El concierto que ofrecieron ayer Joe Lovano y Chucho Valdés con su
quinteto en el Teatro Cervantes, penúltima parada de su gira europea,
tuvo mucho de ajuste de cuentas en lo que a idas y venidas se refiere.
Ante una propuesta semejante resulta difícil no recordar la incendiaria
batalla que Valdés armó en los 70 con Irakere, dotando de tumbaos por
doquier las enseñanzas que Dizzy Gillespie había brindado respecto a la
cuestión afrocaribeña en el jazz; lo que sirven en bandeja ahora el
cubano Valdés y el estadounidense Lovano es un viaje al canon con ánimos bastante más calmados y con inquietudes, digamos, normalizadas,
por cuanto la base caribeña constituye ya, afortunadamente, un recurso
plenamente extendido en el jazz norteamericano.
Quien tuvo retuvo, ya
saben; pero no se trata ya de inventar tanto ni de mirar mucho más allá,
sino de demostrar que aquella revolución rítmica es hoy una moneda de
cambio habitual gracias a la semilla sembrada por aquellos pioneros; y
de paso, claro, de adjudicarse el tanto. En gran medida, Lovano y Valdés
arriman el ascua a esta sardina gracias a su poderosa sección rítmica,
formada por Francisco Mela a la batería, Yaroldy Abreu a la percusión y
Gastón Joya al contrabajo; músicos jóvenes, al mayor gusto de Chucho
Valdés en su afán permanente de renovación, en cuyas manos latinas el
patrimonio jazzístico estadounidense suena como recién inventado. Las
congas y bongós de Abreu latían tan ad hoc como el mismísimo saxo de Lovano.

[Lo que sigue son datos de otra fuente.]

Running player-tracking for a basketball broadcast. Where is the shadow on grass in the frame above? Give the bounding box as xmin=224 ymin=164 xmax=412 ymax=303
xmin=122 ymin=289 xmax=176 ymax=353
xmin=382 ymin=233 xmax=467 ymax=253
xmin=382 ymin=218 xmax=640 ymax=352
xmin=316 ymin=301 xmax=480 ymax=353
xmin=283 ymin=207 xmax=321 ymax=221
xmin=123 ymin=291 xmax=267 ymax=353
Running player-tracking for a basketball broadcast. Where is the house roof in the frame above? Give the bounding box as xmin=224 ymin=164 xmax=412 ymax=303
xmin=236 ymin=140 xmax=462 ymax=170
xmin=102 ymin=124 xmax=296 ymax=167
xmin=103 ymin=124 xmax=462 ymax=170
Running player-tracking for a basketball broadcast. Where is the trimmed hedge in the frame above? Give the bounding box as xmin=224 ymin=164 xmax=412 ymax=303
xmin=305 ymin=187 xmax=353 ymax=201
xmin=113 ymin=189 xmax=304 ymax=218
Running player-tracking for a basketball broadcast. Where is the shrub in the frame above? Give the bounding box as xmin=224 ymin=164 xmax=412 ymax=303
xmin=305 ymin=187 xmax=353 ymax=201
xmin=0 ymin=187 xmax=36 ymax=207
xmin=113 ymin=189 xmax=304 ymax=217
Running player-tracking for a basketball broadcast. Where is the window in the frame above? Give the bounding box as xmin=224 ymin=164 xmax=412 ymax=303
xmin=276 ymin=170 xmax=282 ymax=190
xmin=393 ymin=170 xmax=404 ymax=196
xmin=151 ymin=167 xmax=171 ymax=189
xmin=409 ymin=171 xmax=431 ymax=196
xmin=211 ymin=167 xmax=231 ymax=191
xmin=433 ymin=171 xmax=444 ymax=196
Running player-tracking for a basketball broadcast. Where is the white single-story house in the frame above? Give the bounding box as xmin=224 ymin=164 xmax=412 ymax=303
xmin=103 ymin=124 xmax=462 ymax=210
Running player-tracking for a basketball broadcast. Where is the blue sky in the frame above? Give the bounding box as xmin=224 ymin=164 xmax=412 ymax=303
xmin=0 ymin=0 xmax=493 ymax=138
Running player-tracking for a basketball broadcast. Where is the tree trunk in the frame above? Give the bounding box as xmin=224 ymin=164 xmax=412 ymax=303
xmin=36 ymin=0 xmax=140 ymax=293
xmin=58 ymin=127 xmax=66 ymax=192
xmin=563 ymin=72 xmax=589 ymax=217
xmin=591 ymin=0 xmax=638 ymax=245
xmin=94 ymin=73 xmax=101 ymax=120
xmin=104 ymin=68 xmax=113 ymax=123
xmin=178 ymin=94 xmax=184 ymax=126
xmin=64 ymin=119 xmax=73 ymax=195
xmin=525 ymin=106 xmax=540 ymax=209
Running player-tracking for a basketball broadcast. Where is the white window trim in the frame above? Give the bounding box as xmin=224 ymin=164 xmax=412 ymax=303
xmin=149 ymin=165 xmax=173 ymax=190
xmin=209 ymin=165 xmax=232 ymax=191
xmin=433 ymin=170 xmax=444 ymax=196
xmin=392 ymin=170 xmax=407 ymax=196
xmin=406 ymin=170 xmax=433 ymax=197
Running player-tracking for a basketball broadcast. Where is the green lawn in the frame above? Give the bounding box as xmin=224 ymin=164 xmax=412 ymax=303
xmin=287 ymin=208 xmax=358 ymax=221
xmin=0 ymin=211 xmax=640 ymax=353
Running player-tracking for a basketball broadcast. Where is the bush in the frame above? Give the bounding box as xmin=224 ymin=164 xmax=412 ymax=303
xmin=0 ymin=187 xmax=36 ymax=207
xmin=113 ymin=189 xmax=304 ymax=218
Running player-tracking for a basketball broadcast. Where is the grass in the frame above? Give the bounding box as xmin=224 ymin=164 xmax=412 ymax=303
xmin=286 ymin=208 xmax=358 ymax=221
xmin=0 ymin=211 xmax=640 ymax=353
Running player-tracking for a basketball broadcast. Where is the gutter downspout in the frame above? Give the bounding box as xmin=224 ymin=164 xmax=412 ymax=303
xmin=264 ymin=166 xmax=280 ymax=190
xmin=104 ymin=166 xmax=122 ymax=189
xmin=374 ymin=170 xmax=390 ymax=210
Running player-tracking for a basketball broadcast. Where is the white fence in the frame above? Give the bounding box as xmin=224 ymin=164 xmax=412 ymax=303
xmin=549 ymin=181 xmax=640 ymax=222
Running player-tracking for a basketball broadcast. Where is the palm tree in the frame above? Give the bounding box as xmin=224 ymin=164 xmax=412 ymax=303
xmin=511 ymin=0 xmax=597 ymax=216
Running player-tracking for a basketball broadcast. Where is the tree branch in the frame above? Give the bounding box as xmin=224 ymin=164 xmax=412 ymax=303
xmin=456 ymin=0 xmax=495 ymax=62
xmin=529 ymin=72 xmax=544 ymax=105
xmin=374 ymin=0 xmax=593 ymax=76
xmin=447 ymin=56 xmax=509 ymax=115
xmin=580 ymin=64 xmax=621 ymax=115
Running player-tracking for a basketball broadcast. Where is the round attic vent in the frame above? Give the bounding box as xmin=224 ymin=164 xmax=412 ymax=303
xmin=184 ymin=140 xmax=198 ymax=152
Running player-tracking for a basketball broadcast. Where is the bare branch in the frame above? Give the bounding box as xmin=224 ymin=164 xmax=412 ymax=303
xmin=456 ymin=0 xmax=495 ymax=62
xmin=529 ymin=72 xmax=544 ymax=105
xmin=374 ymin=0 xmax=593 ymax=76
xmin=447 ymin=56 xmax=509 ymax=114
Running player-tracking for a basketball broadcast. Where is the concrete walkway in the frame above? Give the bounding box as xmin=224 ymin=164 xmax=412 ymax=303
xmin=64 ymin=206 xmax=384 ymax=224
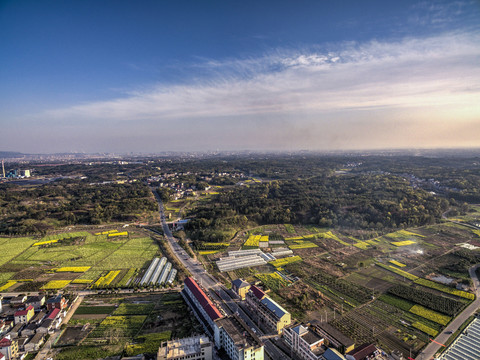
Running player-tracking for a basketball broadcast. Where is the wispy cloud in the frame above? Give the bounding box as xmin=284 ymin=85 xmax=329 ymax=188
xmin=46 ymin=29 xmax=480 ymax=123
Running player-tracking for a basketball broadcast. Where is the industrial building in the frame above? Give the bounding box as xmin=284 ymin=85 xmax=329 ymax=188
xmin=157 ymin=335 xmax=213 ymax=360
xmin=245 ymin=285 xmax=292 ymax=334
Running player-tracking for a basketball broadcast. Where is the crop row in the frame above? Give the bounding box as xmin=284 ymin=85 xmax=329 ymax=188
xmin=255 ymin=272 xmax=289 ymax=291
xmin=311 ymin=273 xmax=371 ymax=303
xmin=107 ymin=231 xmax=128 ymax=237
xmin=412 ymin=321 xmax=438 ymax=337
xmin=410 ymin=305 xmax=452 ymax=325
xmin=55 ymin=266 xmax=91 ymax=272
xmin=270 ymin=255 xmax=302 ymax=267
xmin=195 ymin=242 xmax=230 ymax=250
xmin=117 ymin=268 xmax=137 ymax=287
xmin=289 ymin=241 xmax=318 ymax=250
xmin=392 ymin=240 xmax=416 ymax=246
xmin=388 ymin=285 xmax=463 ymax=316
xmin=244 ymin=235 xmax=262 ymax=247
xmin=415 ymin=279 xmax=475 ymax=300
xmin=42 ymin=280 xmax=72 ymax=290
xmin=94 ymin=270 xmax=120 ymax=287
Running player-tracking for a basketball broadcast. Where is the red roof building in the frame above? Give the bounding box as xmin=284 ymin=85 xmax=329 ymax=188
xmin=250 ymin=285 xmax=267 ymax=300
xmin=47 ymin=309 xmax=60 ymax=320
xmin=14 ymin=305 xmax=35 ymax=324
xmin=185 ymin=277 xmax=223 ymax=321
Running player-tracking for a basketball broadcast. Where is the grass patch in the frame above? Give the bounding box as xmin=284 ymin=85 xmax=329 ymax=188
xmin=415 ymin=279 xmax=475 ymax=300
xmin=412 ymin=321 xmax=438 ymax=337
xmin=42 ymin=280 xmax=72 ymax=290
xmin=269 ymin=255 xmax=302 ymax=267
xmin=409 ymin=305 xmax=452 ymax=325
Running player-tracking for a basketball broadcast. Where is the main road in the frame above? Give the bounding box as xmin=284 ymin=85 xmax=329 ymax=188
xmin=151 ymin=188 xmax=290 ymax=360
xmin=416 ymin=265 xmax=480 ymax=360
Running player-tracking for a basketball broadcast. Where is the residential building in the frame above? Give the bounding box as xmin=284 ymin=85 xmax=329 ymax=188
xmin=37 ymin=319 xmax=53 ymax=334
xmin=232 ymin=279 xmax=250 ymax=300
xmin=345 ymin=344 xmax=382 ymax=360
xmin=47 ymin=294 xmax=67 ymax=311
xmin=215 ymin=315 xmax=264 ymax=360
xmin=18 ymin=322 xmax=38 ymax=336
xmin=25 ymin=295 xmax=45 ymax=310
xmin=322 ymin=348 xmax=346 ymax=360
xmin=31 ymin=311 xmax=46 ymax=325
xmin=245 ymin=285 xmax=291 ymax=334
xmin=10 ymin=295 xmax=27 ymax=308
xmin=283 ymin=325 xmax=324 ymax=360
xmin=24 ymin=333 xmax=45 ymax=352
xmin=311 ymin=321 xmax=355 ymax=354
xmin=182 ymin=277 xmax=223 ymax=337
xmin=157 ymin=335 xmax=213 ymax=360
xmin=8 ymin=323 xmax=25 ymax=339
xmin=14 ymin=305 xmax=35 ymax=324
xmin=0 ymin=335 xmax=18 ymax=360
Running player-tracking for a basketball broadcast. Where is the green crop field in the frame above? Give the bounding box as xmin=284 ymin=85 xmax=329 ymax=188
xmin=0 ymin=232 xmax=159 ymax=290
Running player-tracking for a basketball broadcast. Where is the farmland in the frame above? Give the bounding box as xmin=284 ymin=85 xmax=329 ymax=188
xmin=0 ymin=230 xmax=172 ymax=291
xmin=55 ymin=293 xmax=201 ymax=360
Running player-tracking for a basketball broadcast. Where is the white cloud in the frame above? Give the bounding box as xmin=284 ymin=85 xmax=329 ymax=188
xmin=47 ymin=34 xmax=480 ymax=126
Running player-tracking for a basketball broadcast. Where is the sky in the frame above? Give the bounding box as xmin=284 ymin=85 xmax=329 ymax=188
xmin=0 ymin=0 xmax=480 ymax=153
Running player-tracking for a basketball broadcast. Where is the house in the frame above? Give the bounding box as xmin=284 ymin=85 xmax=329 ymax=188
xmin=322 ymin=348 xmax=346 ymax=360
xmin=19 ymin=322 xmax=38 ymax=336
xmin=47 ymin=294 xmax=67 ymax=311
xmin=17 ymin=336 xmax=28 ymax=352
xmin=8 ymin=323 xmax=25 ymax=339
xmin=14 ymin=305 xmax=35 ymax=324
xmin=345 ymin=344 xmax=381 ymax=360
xmin=31 ymin=311 xmax=46 ymax=325
xmin=47 ymin=308 xmax=60 ymax=320
xmin=283 ymin=325 xmax=325 ymax=360
xmin=214 ymin=314 xmax=264 ymax=360
xmin=37 ymin=319 xmax=53 ymax=334
xmin=25 ymin=333 xmax=45 ymax=352
xmin=245 ymin=285 xmax=291 ymax=334
xmin=10 ymin=295 xmax=27 ymax=308
xmin=157 ymin=335 xmax=213 ymax=360
xmin=232 ymin=279 xmax=250 ymax=300
xmin=0 ymin=335 xmax=18 ymax=360
xmin=25 ymin=295 xmax=45 ymax=310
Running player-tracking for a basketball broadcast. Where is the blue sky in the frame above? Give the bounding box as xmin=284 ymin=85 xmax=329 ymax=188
xmin=0 ymin=0 xmax=480 ymax=153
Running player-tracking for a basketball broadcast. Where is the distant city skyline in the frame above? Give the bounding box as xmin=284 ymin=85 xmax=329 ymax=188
xmin=0 ymin=0 xmax=480 ymax=153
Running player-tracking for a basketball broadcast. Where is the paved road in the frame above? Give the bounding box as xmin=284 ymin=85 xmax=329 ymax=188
xmin=416 ymin=265 xmax=480 ymax=360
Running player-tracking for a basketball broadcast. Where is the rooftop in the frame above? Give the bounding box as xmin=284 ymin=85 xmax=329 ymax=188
xmin=184 ymin=277 xmax=223 ymax=321
xmin=323 ymin=348 xmax=345 ymax=360
xmin=261 ymin=296 xmax=288 ymax=318
xmin=158 ymin=335 xmax=211 ymax=358
xmin=15 ymin=305 xmax=33 ymax=316
xmin=312 ymin=320 xmax=355 ymax=347
xmin=347 ymin=344 xmax=377 ymax=360
xmin=302 ymin=330 xmax=323 ymax=346
xmin=250 ymin=285 xmax=267 ymax=300
xmin=232 ymin=279 xmax=250 ymax=289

Arrancó el asunto bien arriba, con la temperatura alta de la mano del repertorio sacado de la manga por el propio Lovano: su Charlie Chan rindió tributo a Charlie Parker y dejó claro que, en el fondo, todas estas idas y venidas ya estaban contenidas en el bop, territorio por el que se deslizó la mayor parte del concierto. Pero fue en las baladas donde con más solvencia, paradójicamente, se mostraba el quinteto a la hora de decir lo que quería: también el incendio cunde en el matiz y la luz a medio gas, allí donde el cuero apenas es acariciado o directamente se toma un respiro. El fraseo de Lovano en esta cadencia es sencillamente espectacular, templado y pródigo en alcances. Y a Chucho Valdés se le da de maravilla, como demostró, la construcción armónica en las baladas, citando con igual fortuna a Debussy y a Bill Evans, impresionista y barroco con generosidad y oficio, pero siempre limpio y preciso: el suyo es un piano aristotélico para habitar la justa medida.
Se asomaron después a la fiesta Duke Ellington, Thelonius Monk y el propio Charlie Parker, más o menos respetados, en todo caso celebrados allí donde han estado siempre: en el más afrocaribeño de los contratiempos. Para volver calentitos a casa.